Im Jahr 2022 wurden in Europa neue Windenergiekapazitäten mit einer Leistung von 19.000 MW (19 GW) errichtet. Davon entfielen 16.000 MW (16 GW) auf die EU. Das sind zwar 40 Prozent mehr als im Jahr 2021, der Zubau liegt damit aber dennoch deutlich unter dem Ausbauniveau, das für die Ziele 2030 der EU benötigt wird. Belastungsfaktoren für den Markt waren 2022 die hohe Inflation und die staatlichen Eingriffe in die Strommärkte. Das sind Kernergebnisse des diesjährigen Statistikberichtes des europäischen Windenergieverbandes Windeurope.
Deutschland 2022 im europäischen Ausbauranking führend
Im Jahr 2022 wurden in Europa 19.000 MW (19 GW) an neuer Windenergiekapazität errichtet. Dabei führt Deutschland (rd. 2.700 MW) vor Schweden (rd. 2.400 MW) und Finnland (rd. 2.400 MW). An vierter Stelle liegt Frankreich (2.100 MW) vor dem Vereinigten Königreich (1.700 MW) und Spanien (1.700 MW). Europa verfügt nun über eine kumulierte Windenergiekapazität von 255.000 MW (255 GW). Mit einer Leistung von rund 16.700 MW waren etwa 87 Prozent der 2022 in Europa neu errichteten Windenergiekapazitäten Onshore-Anlagen. Nur knapp 2.500 MW der neuen Windleistung entfallen dagegen auf Offshore-Windparks.
Ausbautempo reicht nicht für Erreichung der EU-Ziele 2030
Die Betrachtung für die 27 EU-Mitgliedsstaaten zeigt, dass hier 2022 an On- und Offshore-Standorten insgesamt Windenergieanlagen mit einer Leistung von rd. 16.150 MW neu errichtet wurden. Das sind etwa 40 Prozent mehr als 2021. Für den Zeitraum 2023 - 2027 geht Windeurope davon aus, dass die EU jedes Jahr im Durchschnitt 20.000 MW (20 GW) an neuen Windkraftanlagen bauen wird. Für die Zielerreichung bis 2030 müssten in der EU allerdings jährlich im Durchschnitt 31.000 MW (31 GW) an neuen Windenergiekapazitäten gebaut werden.
Gleichwohl gibt es aber bereits Entwicklungen, die den Ausbau der Windenergie künftig beschleunigen können.

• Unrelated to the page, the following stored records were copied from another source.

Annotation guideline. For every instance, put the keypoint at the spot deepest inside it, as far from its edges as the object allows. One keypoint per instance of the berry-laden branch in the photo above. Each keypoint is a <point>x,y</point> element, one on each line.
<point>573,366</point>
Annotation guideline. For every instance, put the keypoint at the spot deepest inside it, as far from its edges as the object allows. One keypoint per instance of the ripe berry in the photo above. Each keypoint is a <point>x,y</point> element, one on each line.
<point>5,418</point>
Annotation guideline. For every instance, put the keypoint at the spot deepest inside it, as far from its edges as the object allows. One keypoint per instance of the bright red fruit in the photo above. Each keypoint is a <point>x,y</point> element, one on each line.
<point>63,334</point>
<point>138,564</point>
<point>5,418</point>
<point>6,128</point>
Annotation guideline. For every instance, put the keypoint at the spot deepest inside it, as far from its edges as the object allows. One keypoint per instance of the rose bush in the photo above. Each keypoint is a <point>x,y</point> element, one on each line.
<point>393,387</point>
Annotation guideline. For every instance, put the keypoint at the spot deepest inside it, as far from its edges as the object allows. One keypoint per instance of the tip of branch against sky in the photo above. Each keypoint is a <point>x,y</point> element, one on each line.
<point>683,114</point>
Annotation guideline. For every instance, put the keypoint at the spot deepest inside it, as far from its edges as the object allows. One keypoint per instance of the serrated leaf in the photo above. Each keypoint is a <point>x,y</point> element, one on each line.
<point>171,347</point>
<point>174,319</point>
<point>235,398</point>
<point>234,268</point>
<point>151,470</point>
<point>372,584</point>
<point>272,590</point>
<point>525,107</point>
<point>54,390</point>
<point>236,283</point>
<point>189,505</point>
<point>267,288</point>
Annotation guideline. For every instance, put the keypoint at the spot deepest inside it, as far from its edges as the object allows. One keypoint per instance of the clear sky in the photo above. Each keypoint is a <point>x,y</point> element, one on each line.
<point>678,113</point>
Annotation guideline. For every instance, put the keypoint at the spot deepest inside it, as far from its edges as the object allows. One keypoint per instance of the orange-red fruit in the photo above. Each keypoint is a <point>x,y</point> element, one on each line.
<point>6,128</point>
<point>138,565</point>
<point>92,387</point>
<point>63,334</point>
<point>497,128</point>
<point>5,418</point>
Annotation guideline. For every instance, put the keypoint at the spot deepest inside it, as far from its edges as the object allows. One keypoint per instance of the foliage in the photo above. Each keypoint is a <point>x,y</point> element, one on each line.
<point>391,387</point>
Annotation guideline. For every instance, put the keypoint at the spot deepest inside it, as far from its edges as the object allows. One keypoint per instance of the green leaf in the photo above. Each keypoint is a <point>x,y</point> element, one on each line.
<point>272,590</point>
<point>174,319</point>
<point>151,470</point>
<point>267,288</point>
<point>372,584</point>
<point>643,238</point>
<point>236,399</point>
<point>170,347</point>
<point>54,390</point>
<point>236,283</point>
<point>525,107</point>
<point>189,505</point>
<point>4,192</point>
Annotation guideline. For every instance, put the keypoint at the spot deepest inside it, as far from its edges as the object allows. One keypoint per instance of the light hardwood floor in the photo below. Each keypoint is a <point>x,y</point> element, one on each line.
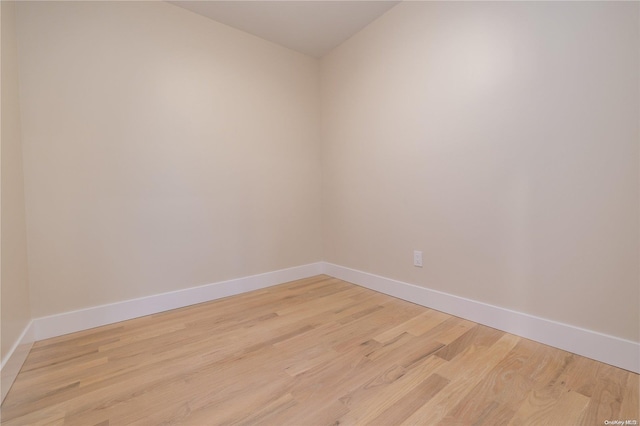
<point>317,351</point>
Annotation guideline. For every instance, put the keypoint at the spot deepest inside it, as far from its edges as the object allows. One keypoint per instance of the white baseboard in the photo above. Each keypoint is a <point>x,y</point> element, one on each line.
<point>601,347</point>
<point>608,349</point>
<point>12,362</point>
<point>83,319</point>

So mache Europa Fortschritte bei der Vereinfachung der Genehmigungsvorschriften und -verfahren. Die neue Energiestrategie der EU, REPowerEU, habe dazu einen großen Beitrag geleistet, so der europäische Windenergieverband. Mit den Dringlichkeitsmaßnahmen für Genehmigungen im Jahr 2022 sei zum ersten Mal festgeschrieben worden, dass der Ausbau der erneuerbaren Energien im "überwiegenden öffentlichen Interesse" liegt. In Deutschland werden durch das überwiegende öffentliche Interesse bereits Windenergieprojekte freigegeben, die in Gerichtsverfahren stecken geblieben waren.
"Die Regierungen beginnen damit, ihre Genehmigungsvorschriften und -verfahren für neue erneuerbare Energien zu vereinfachen. Deutschland ist hier Vorreiter. Hier hat sich die Zahl der Genehmigungen für neue Onshore-Windkraftanlagen im Vergleich zu vor drei Jahren verdoppelt. Die durchschnittliche Genehmigungsdauer ist auf zwei Jahre gesunken. Andere müssen diesem Beispiel folgen. Genehmigungen sind immer noch der größte Engpass für den Ausbau der Windenergie in Europa", so Giles Dickson, CEO von Windeurope.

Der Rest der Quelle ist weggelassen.